The method of the low-strain pile test is a test technique commonly used in the site of the foundation pile test, and it has strong practicability because of its convenient and fast characteristics. However, the analysis of testing data and the pile classification have put forward higher requirements for testing personnel. In this paper, we try to use artificial intelligence to realize the pile classification based on the time series data. Through comparison, it is found that the accuracy of the model based on RNN+MLNN is improved compared with the similar use of the BP neural network and the deep learning neural network, but it requires longer training time and has more training parameters. The main contents of this paper include:

(1)

Model piles with different shapes are designed and processed to form LSPT signals for training and testing neural network models;

(2)

The RNN model is used to fully consider the timing attributes of input features;

(3)

The effective interval of input features is verified for the input timing features of different dimensions;

(4)

The advantage of using RNN in LSPT signal analysis is illustrated by comparing the RNN model with the traditional BP model and the DL model.

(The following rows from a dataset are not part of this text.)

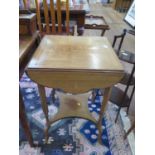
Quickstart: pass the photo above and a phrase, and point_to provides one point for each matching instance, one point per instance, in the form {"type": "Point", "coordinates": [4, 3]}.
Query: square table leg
{"type": "Point", "coordinates": [103, 108]}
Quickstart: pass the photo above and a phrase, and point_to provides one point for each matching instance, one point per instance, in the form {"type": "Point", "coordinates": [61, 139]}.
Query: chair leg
{"type": "Point", "coordinates": [130, 99]}
{"type": "Point", "coordinates": [103, 31]}
{"type": "Point", "coordinates": [53, 95]}
{"type": "Point", "coordinates": [130, 129]}
{"type": "Point", "coordinates": [23, 120]}
{"type": "Point", "coordinates": [93, 96]}
{"type": "Point", "coordinates": [46, 134]}
{"type": "Point", "coordinates": [117, 114]}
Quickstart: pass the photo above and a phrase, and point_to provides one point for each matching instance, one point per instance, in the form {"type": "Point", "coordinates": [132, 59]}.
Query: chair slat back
{"type": "Point", "coordinates": [46, 15]}
{"type": "Point", "coordinates": [25, 4]}
{"type": "Point", "coordinates": [49, 15]}
{"type": "Point", "coordinates": [38, 16]}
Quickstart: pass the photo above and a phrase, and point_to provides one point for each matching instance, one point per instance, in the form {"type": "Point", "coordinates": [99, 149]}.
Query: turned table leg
{"type": "Point", "coordinates": [103, 108]}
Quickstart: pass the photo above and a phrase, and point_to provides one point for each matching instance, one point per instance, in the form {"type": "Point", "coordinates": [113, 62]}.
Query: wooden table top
{"type": "Point", "coordinates": [25, 43]}
{"type": "Point", "coordinates": [73, 53]}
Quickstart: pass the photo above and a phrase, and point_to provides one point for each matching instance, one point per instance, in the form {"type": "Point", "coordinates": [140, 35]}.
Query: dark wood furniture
{"type": "Point", "coordinates": [119, 97]}
{"type": "Point", "coordinates": [77, 11]}
{"type": "Point", "coordinates": [60, 68]}
{"type": "Point", "coordinates": [96, 23]}
{"type": "Point", "coordinates": [27, 45]}
{"type": "Point", "coordinates": [122, 5]}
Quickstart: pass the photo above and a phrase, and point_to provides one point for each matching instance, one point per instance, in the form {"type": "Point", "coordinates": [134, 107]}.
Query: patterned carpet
{"type": "Point", "coordinates": [70, 136]}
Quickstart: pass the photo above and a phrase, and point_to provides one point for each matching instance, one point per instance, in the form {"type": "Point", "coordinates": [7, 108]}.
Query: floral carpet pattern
{"type": "Point", "coordinates": [70, 136]}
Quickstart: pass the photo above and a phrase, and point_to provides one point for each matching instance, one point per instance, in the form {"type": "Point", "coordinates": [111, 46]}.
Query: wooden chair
{"type": "Point", "coordinates": [119, 97]}
{"type": "Point", "coordinates": [123, 54]}
{"type": "Point", "coordinates": [96, 23]}
{"type": "Point", "coordinates": [52, 22]}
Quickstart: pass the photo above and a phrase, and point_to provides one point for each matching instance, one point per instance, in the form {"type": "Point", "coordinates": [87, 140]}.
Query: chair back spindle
{"type": "Point", "coordinates": [52, 25]}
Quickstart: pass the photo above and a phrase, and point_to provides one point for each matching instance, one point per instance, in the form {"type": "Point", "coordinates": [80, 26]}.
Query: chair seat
{"type": "Point", "coordinates": [127, 56]}
{"type": "Point", "coordinates": [116, 97]}
{"type": "Point", "coordinates": [125, 79]}
{"type": "Point", "coordinates": [71, 30]}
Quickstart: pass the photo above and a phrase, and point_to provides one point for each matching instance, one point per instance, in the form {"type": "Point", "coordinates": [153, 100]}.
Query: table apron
{"type": "Point", "coordinates": [75, 82]}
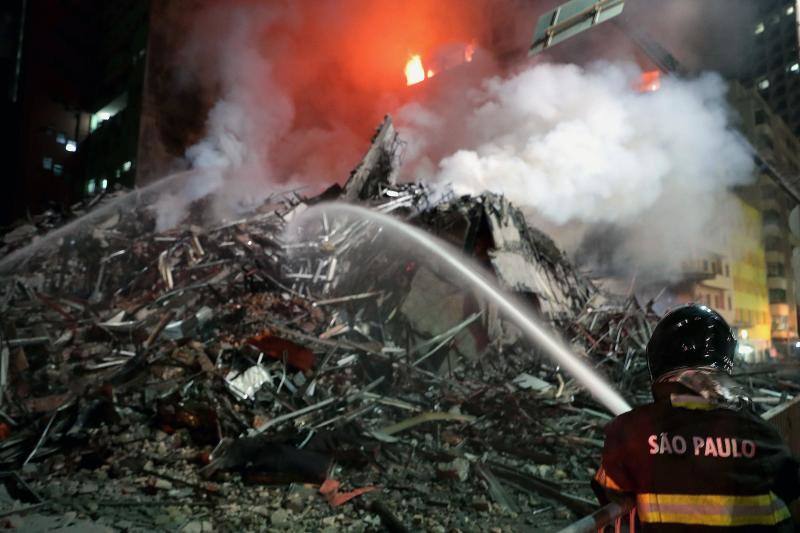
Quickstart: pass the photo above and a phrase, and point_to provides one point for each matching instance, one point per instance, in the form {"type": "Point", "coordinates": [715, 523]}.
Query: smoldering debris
{"type": "Point", "coordinates": [326, 378]}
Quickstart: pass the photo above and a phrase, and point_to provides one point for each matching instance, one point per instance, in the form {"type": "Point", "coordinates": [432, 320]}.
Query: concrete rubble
{"type": "Point", "coordinates": [246, 376]}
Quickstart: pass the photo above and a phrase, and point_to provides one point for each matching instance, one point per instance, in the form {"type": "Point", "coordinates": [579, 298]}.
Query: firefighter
{"type": "Point", "coordinates": [697, 458]}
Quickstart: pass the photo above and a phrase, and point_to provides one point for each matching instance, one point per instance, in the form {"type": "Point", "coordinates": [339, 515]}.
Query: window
{"type": "Point", "coordinates": [775, 270]}
{"type": "Point", "coordinates": [777, 296]}
{"type": "Point", "coordinates": [773, 244]}
{"type": "Point", "coordinates": [780, 323]}
{"type": "Point", "coordinates": [771, 217]}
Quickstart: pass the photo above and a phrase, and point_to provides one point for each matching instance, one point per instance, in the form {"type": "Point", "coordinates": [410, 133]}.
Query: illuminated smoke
{"type": "Point", "coordinates": [581, 147]}
{"type": "Point", "coordinates": [298, 88]}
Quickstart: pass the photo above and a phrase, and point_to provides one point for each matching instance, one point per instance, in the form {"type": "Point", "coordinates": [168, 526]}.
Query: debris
{"type": "Point", "coordinates": [142, 371]}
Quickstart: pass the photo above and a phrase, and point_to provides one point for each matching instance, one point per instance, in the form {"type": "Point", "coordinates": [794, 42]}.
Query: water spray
{"type": "Point", "coordinates": [596, 385]}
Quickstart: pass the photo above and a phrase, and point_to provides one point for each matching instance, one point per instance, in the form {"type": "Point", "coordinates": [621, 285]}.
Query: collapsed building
{"type": "Point", "coordinates": [265, 373]}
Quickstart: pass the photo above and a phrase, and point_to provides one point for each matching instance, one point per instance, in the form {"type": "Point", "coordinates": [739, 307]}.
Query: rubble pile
{"type": "Point", "coordinates": [268, 375]}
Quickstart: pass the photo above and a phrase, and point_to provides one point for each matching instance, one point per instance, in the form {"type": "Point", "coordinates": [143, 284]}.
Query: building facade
{"type": "Point", "coordinates": [777, 195]}
{"type": "Point", "coordinates": [773, 63]}
{"type": "Point", "coordinates": [80, 80]}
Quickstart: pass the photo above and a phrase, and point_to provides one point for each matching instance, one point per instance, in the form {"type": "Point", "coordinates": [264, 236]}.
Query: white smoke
{"type": "Point", "coordinates": [232, 165]}
{"type": "Point", "coordinates": [581, 147]}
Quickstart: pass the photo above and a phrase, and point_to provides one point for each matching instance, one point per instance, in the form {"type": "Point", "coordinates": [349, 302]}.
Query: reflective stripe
{"type": "Point", "coordinates": [712, 509]}
{"type": "Point", "coordinates": [606, 481]}
{"type": "Point", "coordinates": [691, 401]}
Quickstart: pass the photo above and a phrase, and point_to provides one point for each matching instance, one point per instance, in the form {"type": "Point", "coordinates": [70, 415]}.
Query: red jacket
{"type": "Point", "coordinates": [693, 465]}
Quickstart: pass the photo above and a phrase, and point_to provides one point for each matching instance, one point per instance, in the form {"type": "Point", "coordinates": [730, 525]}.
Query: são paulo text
{"type": "Point", "coordinates": [666, 444]}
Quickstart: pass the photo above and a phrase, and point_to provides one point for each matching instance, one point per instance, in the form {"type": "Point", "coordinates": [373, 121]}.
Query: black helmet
{"type": "Point", "coordinates": [690, 336]}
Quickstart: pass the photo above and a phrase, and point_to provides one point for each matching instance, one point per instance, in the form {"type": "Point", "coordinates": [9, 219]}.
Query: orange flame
{"type": "Point", "coordinates": [415, 72]}
{"type": "Point", "coordinates": [469, 51]}
{"type": "Point", "coordinates": [649, 81]}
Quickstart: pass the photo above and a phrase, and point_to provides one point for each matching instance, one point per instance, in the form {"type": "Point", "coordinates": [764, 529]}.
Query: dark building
{"type": "Point", "coordinates": [773, 63]}
{"type": "Point", "coordinates": [81, 71]}
{"type": "Point", "coordinates": [11, 35]}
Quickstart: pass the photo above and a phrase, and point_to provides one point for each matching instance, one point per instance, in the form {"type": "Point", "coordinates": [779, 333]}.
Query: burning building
{"type": "Point", "coordinates": [201, 345]}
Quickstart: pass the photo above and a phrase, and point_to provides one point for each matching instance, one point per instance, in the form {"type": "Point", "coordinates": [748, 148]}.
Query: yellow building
{"type": "Point", "coordinates": [752, 318]}
{"type": "Point", "coordinates": [733, 281]}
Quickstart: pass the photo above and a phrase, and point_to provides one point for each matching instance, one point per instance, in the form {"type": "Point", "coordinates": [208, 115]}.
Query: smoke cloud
{"type": "Point", "coordinates": [624, 180]}
{"type": "Point", "coordinates": [298, 87]}
{"type": "Point", "coordinates": [628, 180]}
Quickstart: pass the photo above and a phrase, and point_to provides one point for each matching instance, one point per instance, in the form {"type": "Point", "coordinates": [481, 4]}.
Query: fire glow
{"type": "Point", "coordinates": [649, 81]}
{"type": "Point", "coordinates": [415, 72]}
{"type": "Point", "coordinates": [445, 58]}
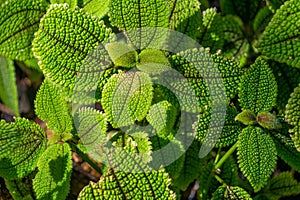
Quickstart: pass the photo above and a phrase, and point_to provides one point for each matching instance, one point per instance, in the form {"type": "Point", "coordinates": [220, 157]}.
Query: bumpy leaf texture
{"type": "Point", "coordinates": [230, 192]}
{"type": "Point", "coordinates": [53, 178]}
{"type": "Point", "coordinates": [281, 39]}
{"type": "Point", "coordinates": [211, 33]}
{"type": "Point", "coordinates": [186, 17]}
{"type": "Point", "coordinates": [8, 88]}
{"type": "Point", "coordinates": [121, 184]}
{"type": "Point", "coordinates": [52, 107]}
{"type": "Point", "coordinates": [292, 115]}
{"type": "Point", "coordinates": [245, 9]}
{"type": "Point", "coordinates": [127, 97]}
{"type": "Point", "coordinates": [282, 185]}
{"type": "Point", "coordinates": [256, 156]}
{"type": "Point", "coordinates": [235, 42]}
{"type": "Point", "coordinates": [69, 48]}
{"type": "Point", "coordinates": [18, 22]}
{"type": "Point", "coordinates": [258, 89]}
{"type": "Point", "coordinates": [22, 143]}
{"type": "Point", "coordinates": [209, 129]}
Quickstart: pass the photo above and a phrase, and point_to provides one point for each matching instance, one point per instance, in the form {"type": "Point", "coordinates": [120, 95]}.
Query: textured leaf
{"type": "Point", "coordinates": [258, 89]}
{"type": "Point", "coordinates": [236, 44]}
{"type": "Point", "coordinates": [98, 8]}
{"type": "Point", "coordinates": [256, 156]}
{"type": "Point", "coordinates": [285, 147]}
{"type": "Point", "coordinates": [51, 106]}
{"type": "Point", "coordinates": [121, 184]}
{"type": "Point", "coordinates": [283, 185]}
{"type": "Point", "coordinates": [53, 178]}
{"type": "Point", "coordinates": [211, 130]}
{"type": "Point", "coordinates": [185, 17]}
{"type": "Point", "coordinates": [262, 19]}
{"type": "Point", "coordinates": [72, 3]}
{"type": "Point", "coordinates": [8, 88]}
{"type": "Point", "coordinates": [230, 192]}
{"type": "Point", "coordinates": [21, 188]}
{"type": "Point", "coordinates": [191, 167]}
{"type": "Point", "coordinates": [127, 97]}
{"type": "Point", "coordinates": [22, 142]}
{"type": "Point", "coordinates": [15, 41]}
{"type": "Point", "coordinates": [287, 79]}
{"type": "Point", "coordinates": [292, 115]}
{"type": "Point", "coordinates": [128, 15]}
{"type": "Point", "coordinates": [211, 31]}
{"type": "Point", "coordinates": [281, 39]}
{"type": "Point", "coordinates": [245, 9]}
{"type": "Point", "coordinates": [69, 48]}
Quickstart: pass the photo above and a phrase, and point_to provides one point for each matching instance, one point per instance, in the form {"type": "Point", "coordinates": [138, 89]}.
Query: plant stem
{"type": "Point", "coordinates": [226, 155]}
{"type": "Point", "coordinates": [85, 158]}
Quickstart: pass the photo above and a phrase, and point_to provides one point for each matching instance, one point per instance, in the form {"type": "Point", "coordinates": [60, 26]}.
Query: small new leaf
{"type": "Point", "coordinates": [52, 107]}
{"type": "Point", "coordinates": [256, 156]}
{"type": "Point", "coordinates": [246, 117]}
{"type": "Point", "coordinates": [53, 178]}
{"type": "Point", "coordinates": [22, 143]}
{"type": "Point", "coordinates": [258, 89]}
{"type": "Point", "coordinates": [281, 39]}
{"type": "Point", "coordinates": [127, 97]}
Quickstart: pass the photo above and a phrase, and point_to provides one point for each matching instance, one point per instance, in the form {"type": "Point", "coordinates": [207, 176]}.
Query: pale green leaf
{"type": "Point", "coordinates": [50, 106]}
{"type": "Point", "coordinates": [258, 89]}
{"type": "Point", "coordinates": [281, 39]}
{"type": "Point", "coordinates": [256, 156]}
{"type": "Point", "coordinates": [127, 97]}
{"type": "Point", "coordinates": [231, 192]}
{"type": "Point", "coordinates": [69, 48]}
{"type": "Point", "coordinates": [19, 20]}
{"type": "Point", "coordinates": [53, 178]}
{"type": "Point", "coordinates": [292, 115]}
{"type": "Point", "coordinates": [22, 142]}
{"type": "Point", "coordinates": [97, 8]}
{"type": "Point", "coordinates": [8, 88]}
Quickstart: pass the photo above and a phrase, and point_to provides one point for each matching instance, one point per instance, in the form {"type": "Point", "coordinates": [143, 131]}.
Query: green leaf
{"type": "Point", "coordinates": [127, 97]}
{"type": "Point", "coordinates": [231, 192]}
{"type": "Point", "coordinates": [132, 180]}
{"type": "Point", "coordinates": [91, 127]}
{"type": "Point", "coordinates": [21, 188]}
{"type": "Point", "coordinates": [268, 120]}
{"type": "Point", "coordinates": [22, 142]}
{"type": "Point", "coordinates": [258, 89]}
{"type": "Point", "coordinates": [287, 79]}
{"type": "Point", "coordinates": [97, 8]}
{"type": "Point", "coordinates": [292, 116]}
{"type": "Point", "coordinates": [70, 49]}
{"type": "Point", "coordinates": [51, 106]}
{"type": "Point", "coordinates": [283, 185]}
{"type": "Point", "coordinates": [8, 88]}
{"type": "Point", "coordinates": [15, 41]}
{"type": "Point", "coordinates": [245, 9]}
{"type": "Point", "coordinates": [281, 39]}
{"type": "Point", "coordinates": [53, 178]}
{"type": "Point", "coordinates": [191, 167]}
{"type": "Point", "coordinates": [256, 156]}
{"type": "Point", "coordinates": [262, 19]}
{"type": "Point", "coordinates": [212, 30]}
{"type": "Point", "coordinates": [285, 147]}
{"type": "Point", "coordinates": [186, 17]}
{"type": "Point", "coordinates": [132, 14]}
{"type": "Point", "coordinates": [211, 130]}
{"type": "Point", "coordinates": [246, 117]}
{"type": "Point", "coordinates": [72, 3]}
{"type": "Point", "coordinates": [235, 42]}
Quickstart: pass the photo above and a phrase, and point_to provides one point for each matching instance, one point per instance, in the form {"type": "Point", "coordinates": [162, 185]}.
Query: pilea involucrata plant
{"type": "Point", "coordinates": [165, 99]}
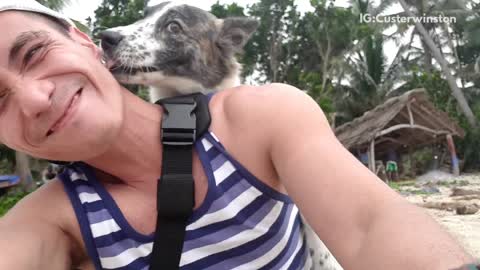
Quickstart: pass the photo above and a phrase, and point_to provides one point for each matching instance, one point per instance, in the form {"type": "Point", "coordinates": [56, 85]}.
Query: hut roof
{"type": "Point", "coordinates": [394, 111]}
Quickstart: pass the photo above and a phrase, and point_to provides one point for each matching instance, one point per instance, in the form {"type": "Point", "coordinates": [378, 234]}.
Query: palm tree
{"type": "Point", "coordinates": [445, 68]}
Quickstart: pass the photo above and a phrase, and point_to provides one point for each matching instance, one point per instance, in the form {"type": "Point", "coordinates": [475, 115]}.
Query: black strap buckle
{"type": "Point", "coordinates": [179, 123]}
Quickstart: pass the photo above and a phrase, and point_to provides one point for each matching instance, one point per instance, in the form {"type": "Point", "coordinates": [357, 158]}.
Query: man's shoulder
{"type": "Point", "coordinates": [267, 107]}
{"type": "Point", "coordinates": [48, 202]}
{"type": "Point", "coordinates": [245, 102]}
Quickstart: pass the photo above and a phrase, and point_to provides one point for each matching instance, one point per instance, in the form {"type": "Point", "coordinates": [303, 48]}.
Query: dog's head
{"type": "Point", "coordinates": [176, 40]}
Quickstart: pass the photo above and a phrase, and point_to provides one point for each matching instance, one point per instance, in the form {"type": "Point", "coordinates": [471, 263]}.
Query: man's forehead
{"type": "Point", "coordinates": [17, 25]}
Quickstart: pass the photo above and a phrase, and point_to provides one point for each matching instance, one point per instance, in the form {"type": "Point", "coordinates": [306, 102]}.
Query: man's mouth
{"type": "Point", "coordinates": [62, 120]}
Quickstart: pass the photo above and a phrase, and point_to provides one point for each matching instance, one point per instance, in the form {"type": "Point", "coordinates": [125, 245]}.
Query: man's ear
{"type": "Point", "coordinates": [84, 40]}
{"type": "Point", "coordinates": [235, 32]}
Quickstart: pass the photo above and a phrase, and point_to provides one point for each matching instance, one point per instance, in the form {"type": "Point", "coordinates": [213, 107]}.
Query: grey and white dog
{"type": "Point", "coordinates": [179, 49]}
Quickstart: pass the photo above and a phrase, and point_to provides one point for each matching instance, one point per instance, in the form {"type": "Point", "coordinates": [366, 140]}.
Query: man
{"type": "Point", "coordinates": [58, 101]}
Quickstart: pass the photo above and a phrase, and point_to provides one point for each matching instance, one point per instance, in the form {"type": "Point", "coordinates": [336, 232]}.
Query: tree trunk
{"type": "Point", "coordinates": [22, 168]}
{"type": "Point", "coordinates": [457, 93]}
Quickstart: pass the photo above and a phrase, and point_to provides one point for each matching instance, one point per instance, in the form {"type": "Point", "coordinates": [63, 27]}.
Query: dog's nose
{"type": "Point", "coordinates": [110, 39]}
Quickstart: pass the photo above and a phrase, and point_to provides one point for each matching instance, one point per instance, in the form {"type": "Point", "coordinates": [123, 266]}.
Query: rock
{"type": "Point", "coordinates": [449, 206]}
{"type": "Point", "coordinates": [462, 192]}
{"type": "Point", "coordinates": [467, 209]}
{"type": "Point", "coordinates": [430, 189]}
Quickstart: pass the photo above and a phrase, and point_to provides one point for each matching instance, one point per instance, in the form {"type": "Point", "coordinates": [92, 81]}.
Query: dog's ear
{"type": "Point", "coordinates": [235, 32]}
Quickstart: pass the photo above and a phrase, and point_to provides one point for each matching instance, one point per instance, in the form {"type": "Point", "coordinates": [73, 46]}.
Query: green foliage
{"type": "Point", "coordinates": [223, 11]}
{"type": "Point", "coordinates": [440, 95]}
{"type": "Point", "coordinates": [54, 4]}
{"type": "Point", "coordinates": [112, 13]}
{"type": "Point", "coordinates": [9, 200]}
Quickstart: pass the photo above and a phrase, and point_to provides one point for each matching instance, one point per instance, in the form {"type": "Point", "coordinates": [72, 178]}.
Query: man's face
{"type": "Point", "coordinates": [57, 101]}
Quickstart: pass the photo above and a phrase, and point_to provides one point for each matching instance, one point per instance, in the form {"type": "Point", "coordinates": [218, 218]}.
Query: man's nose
{"type": "Point", "coordinates": [110, 40]}
{"type": "Point", "coordinates": [34, 97]}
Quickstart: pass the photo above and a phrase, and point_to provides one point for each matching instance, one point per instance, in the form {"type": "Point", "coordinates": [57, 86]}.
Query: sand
{"type": "Point", "coordinates": [465, 228]}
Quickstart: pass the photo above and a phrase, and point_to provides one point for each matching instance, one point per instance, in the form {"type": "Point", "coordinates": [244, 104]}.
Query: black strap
{"type": "Point", "coordinates": [185, 119]}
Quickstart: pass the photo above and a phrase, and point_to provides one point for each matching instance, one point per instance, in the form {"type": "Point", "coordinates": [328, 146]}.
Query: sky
{"type": "Point", "coordinates": [81, 9]}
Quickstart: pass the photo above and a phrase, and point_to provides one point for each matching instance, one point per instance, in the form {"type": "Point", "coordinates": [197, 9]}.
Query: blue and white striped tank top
{"type": "Point", "coordinates": [242, 223]}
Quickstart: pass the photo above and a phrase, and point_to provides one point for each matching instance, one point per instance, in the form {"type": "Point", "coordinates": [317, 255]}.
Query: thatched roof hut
{"type": "Point", "coordinates": [409, 120]}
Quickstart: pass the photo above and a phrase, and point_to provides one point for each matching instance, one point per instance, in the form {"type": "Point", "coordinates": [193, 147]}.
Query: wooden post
{"type": "Point", "coordinates": [371, 156]}
{"type": "Point", "coordinates": [410, 115]}
{"type": "Point", "coordinates": [411, 161]}
{"type": "Point", "coordinates": [453, 154]}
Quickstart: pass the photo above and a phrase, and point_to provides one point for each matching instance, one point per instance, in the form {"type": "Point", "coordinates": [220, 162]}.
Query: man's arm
{"type": "Point", "coordinates": [363, 222]}
{"type": "Point", "coordinates": [30, 240]}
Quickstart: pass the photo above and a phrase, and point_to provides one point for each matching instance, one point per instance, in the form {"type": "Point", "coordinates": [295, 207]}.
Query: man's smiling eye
{"type": "Point", "coordinates": [31, 53]}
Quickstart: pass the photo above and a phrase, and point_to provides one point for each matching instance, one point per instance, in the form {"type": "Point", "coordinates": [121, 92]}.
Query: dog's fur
{"type": "Point", "coordinates": [200, 54]}
{"type": "Point", "coordinates": [177, 49]}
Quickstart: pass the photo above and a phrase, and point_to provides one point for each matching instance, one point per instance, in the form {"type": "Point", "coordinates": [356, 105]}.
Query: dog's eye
{"type": "Point", "coordinates": [174, 27]}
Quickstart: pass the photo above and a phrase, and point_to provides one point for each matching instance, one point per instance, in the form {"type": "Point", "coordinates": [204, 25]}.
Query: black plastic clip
{"type": "Point", "coordinates": [179, 123]}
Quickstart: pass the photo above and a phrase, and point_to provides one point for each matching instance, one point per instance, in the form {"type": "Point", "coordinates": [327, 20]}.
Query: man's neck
{"type": "Point", "coordinates": [135, 156]}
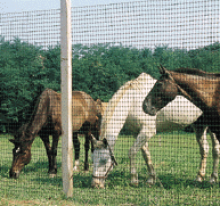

In the future, we will continue to expand the data set to the actual engineering piles, on the basis of this research, so as to really assist the field staff in the foundation pile testing site. It also avoids the situation of the schedule delay caused by the slowness of the testing process on site or the need for repeated testing caused by the misjudgment of testing data, it improves the efficiency and the reliability of the field testing of foundation pile engineering, and it reduces the burden of field engineers. In addition, it is necessary to continue to explore and test the new neural network model in order to achieve fewer training parameters and a shorter training time under the condition of maintaining high accuracy.